Outgoing transport secretary Ruth Kelly was today criticised by the Civil Engineering Contractors' Association (CECA) for failing to listen to the construction industry during her period in the role.

Kelly this morning announced her resignation from the cabinet at the Labour Party conference, stating her desire to spend more time with her family.

CECA director Rosemary Beales said that during her 14 months as transport secretary, Kelly had failed to strike up a dialogue with the industry that delivers all Government transport plans and strategies.

"Given the importance to the economy of investment in and enhancement of the country's transport infrastructure it is essential that the Secretary of State engages with the industry in a meaningful way," said Beales.

"Ruth Kelly's approach did not deliver the dialogue we had hoped for. We would encourage the incoming Secretary of State to understand the benefits that such communication can bring to all stakeholders, including government, and look forward to a positive and constructive relationship."

After media speculation and confirmation of the resignation by Prime Minister Gordon Brown, Kelly explained her decisions for leaving in a wide-ranging speech at the conference in Manchester.

During the speech she highlighted a number of projects and developments she saw as key to the future of UK transport, most notably Crossrail, which she said she was proud to have been part pf the Government that secured the future of the mega-project.

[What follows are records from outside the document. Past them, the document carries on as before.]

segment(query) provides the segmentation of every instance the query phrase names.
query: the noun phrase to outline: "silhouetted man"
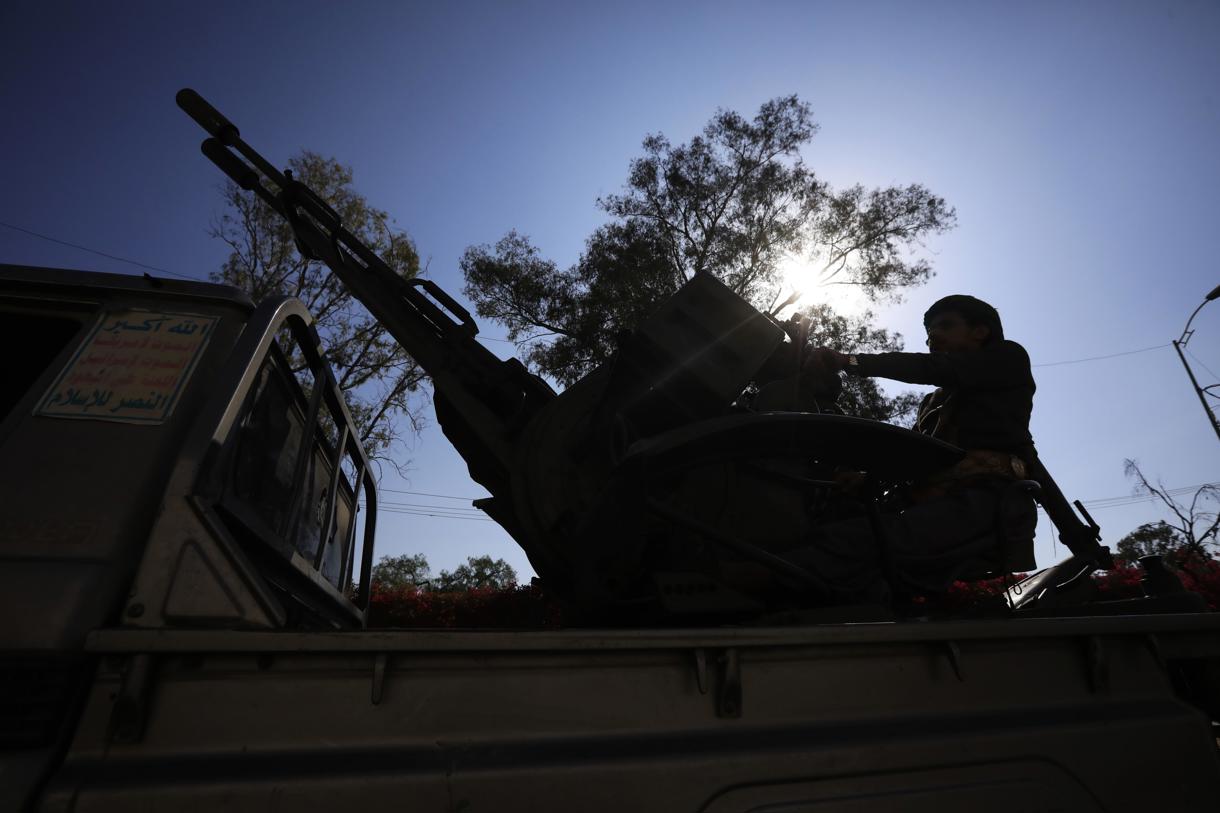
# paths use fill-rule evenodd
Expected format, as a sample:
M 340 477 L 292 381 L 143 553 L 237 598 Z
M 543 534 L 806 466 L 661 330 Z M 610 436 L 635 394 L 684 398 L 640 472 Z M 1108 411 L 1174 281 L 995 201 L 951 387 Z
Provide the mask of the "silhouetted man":
M 971 296 L 939 300 L 924 314 L 924 327 L 928 353 L 819 348 L 810 356 L 818 368 L 935 385 L 915 428 L 966 450 L 958 464 L 913 484 L 900 508 L 882 512 L 880 542 L 859 518 L 821 525 L 810 544 L 783 554 L 821 576 L 840 600 L 884 599 L 887 572 L 899 590 L 922 592 L 1034 566 L 1036 509 L 1008 491 L 1025 478 L 1022 458 L 1032 444 L 1029 356 L 1004 338 L 995 308 Z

She also attacked the Conservative Party as the party that slashes public transport spending when in Government.

"To slash investment when the country entered a time of economic difficulty would be reckless, short-sighted and irresponsible," said Kelly.

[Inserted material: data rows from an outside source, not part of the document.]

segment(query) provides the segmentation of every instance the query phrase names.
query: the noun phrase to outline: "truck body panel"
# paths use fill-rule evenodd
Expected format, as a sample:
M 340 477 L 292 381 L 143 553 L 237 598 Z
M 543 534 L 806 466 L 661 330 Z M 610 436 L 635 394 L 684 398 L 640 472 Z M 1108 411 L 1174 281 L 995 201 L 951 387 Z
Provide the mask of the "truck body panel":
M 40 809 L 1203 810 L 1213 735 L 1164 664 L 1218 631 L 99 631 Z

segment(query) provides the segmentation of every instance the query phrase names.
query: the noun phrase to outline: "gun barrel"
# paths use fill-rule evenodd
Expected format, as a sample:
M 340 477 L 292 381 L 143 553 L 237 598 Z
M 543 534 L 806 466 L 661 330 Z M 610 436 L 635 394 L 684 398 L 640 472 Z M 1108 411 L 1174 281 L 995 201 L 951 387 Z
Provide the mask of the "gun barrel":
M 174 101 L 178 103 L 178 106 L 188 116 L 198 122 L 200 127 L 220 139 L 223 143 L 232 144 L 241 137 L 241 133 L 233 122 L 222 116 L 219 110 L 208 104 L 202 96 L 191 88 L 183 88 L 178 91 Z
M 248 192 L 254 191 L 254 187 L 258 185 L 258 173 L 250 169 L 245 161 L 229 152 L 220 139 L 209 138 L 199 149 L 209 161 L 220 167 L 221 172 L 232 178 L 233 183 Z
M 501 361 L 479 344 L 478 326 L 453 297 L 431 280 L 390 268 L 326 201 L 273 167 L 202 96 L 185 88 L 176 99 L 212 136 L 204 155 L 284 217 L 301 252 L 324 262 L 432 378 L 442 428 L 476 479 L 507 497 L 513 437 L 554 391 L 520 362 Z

"So that is why the Government will stay true to its commitments - on Crossrail, on Birmingham New Street, on Reading and across the country.

"And we must continue to be ambitious for the future and to put in place the right long-term framework to deliver affordable investment in transport. So Labour will develop options for a rolling programme of electrification of our railways - potentially the largest programme of electrification in our history.

"I have asked Network Rail to consider the case for new lines if passenger numbers continue to grow in the future. And if we need new lines, of course we should be asking whether they should be high speed."

Kelly's statement of support for rail electrification was welcomed by the Campaign for Better Transport, but its executive director Stephen Joseph criticised Kelly's backing of a third runway at Heathrow.

"This speech reveals the inconsistency at the heart of Government transport policy," said Joseph.

"Kelly supported Heathrow expansion [even though] the third runway would undermine any carbon cuts made elsewhere. The next transport secretary should stand up to the business lobby and drop this disastrous project."